The highest train ride of the world was about to come.
"The Qinghai?Tibet railway, Qinghai?Xizang railway or Qingzang railway [...], is a high-elevation railway that connects Xining, Qinghai Province, to Lhasa, Tibet Autonomous Region, in People's Republic of China.

The total length of Qingzang railway is 1956 km (1215 mi). Construction of the 815 km (506 mi) section between Xining and Golmud was completed by 1984. The 1142 km (709 mi) section between Golmud and Lhasa was inaugurated on 1 July 2006 by party general secretary, president Hu Jintao: the first two passenger trains were "Qing 1" (Q1) from Golmud to Lhasa, and "Zang 2" (J2) from Lhasa.[1] This railway is the first to connect the Tibet Autonomous Region to any other province, which, due to its elevation and terrain, is the last province-level entity in mainland China to have a conventional railway. Testing of the line and equipment started on 1 May 2006.[...]

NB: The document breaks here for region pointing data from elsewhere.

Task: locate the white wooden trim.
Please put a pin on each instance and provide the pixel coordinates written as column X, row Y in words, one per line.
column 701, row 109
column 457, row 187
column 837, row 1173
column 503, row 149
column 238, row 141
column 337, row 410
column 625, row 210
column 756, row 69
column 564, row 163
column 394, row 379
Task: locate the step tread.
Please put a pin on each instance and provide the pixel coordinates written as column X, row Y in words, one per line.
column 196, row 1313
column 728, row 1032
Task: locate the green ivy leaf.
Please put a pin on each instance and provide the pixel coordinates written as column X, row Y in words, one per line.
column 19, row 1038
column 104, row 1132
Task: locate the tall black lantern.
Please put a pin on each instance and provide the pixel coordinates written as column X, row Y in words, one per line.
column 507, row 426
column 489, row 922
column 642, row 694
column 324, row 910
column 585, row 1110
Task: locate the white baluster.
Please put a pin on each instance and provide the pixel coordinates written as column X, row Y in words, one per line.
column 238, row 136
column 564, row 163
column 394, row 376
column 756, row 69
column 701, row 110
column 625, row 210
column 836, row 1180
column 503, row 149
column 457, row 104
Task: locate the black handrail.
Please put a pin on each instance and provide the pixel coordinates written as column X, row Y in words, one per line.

The line includes the Tanggula Pass, which, at 5,072 m (16,640 feet) above sea level, is the world's highest rail track. The Tanggula railway station at 5,068 m (16,627 feet) [...] is the world's highest railway station. The 1,338 m Fenghuoshan tunnel is the highest rail tunnel in the world at 4,905 m above sea level. The 4,010-m Guanjiao tunnel is the longest tunnel from Xining to Golmod and the 3,345-m Yangbajing tunnel is the longest tunnel from Golmod to Lhasa. More than 960 km, or over 80% of the Golmud-Lhasa section, is at an elevation of more than 4,000 m. There are 675 bridges, totalling 159.88 km, and about 550 km of the railway is laid on permafrost."
- Wikipedia

The cabins are pressurized and before you start you have to sign a paper which says, that your health condition allows to ascend to these altitudes.

The Chinese again did impressive work here. You can see the on whole route bridges, snow-protection, power-lines et cetera. I mean it speaks for itself: The cabins are pressurized!
The whole ride was 33 hours. Anyways we just took hard seats, because Chris, one (german) guy of our group, had only one booked from home and we wanted to sit all together. It turned out to be a not to good idea: The lady at the counter separated us all over the train anyways and it got quite crowded.

And of course sleeping in seats is not too comfortable.

So we enjoyed a few meals together in the restaurant. We just stayed there for some while after we finished, and because no one is speaking English it always took some while until someone had the courage to signalize us, that we had to leave.

The panorama is awesome. I mean it is somehow the same as in whole Tibet, but you (at least I) can't get enough of it. But because we couldn't open windows (because of the pressure), there are no awesome pictures of it.

Oh, one more story about the fact that no one speaks English in China! Seriously! I've not been to any country before where so few people speak English! Most people (feels like 99%) don't even know "Hello", the numbers or how to ask where you are from.
But Chris had a 'No-word-dictionary' (ger. 'Keine W?rter-Buch') with him - a book with just images to point on in it, so we could have a short and weird conversation with some people in the train.

The Norwegians (on the bord-restaurant-picture on the left) had to leave in Golmud.

Finally we reached Xi'an. From the train we already saw the ancient city wall, the silhouette nicely illuminated. The city seemed gigantic (as far as we could tell, just arriving there in the night).

Chris already had an address of a hostel as well as a good description how to get there.
It turned out to be a really nice place with a good bar. Of course we took a few beer together there. A Chinese came to our table and invited us to his table. He introduced us to his friend and told us, that he was the musician, that played before (and we missed) and invited us for a few drinks.
Oh, and we learned the custom, that as soon as you touch a Chinese's glass you have to empty it. That kinda made our evening, I think I never felt so drunk from so few beer.

Tired and happy we fell in our beds.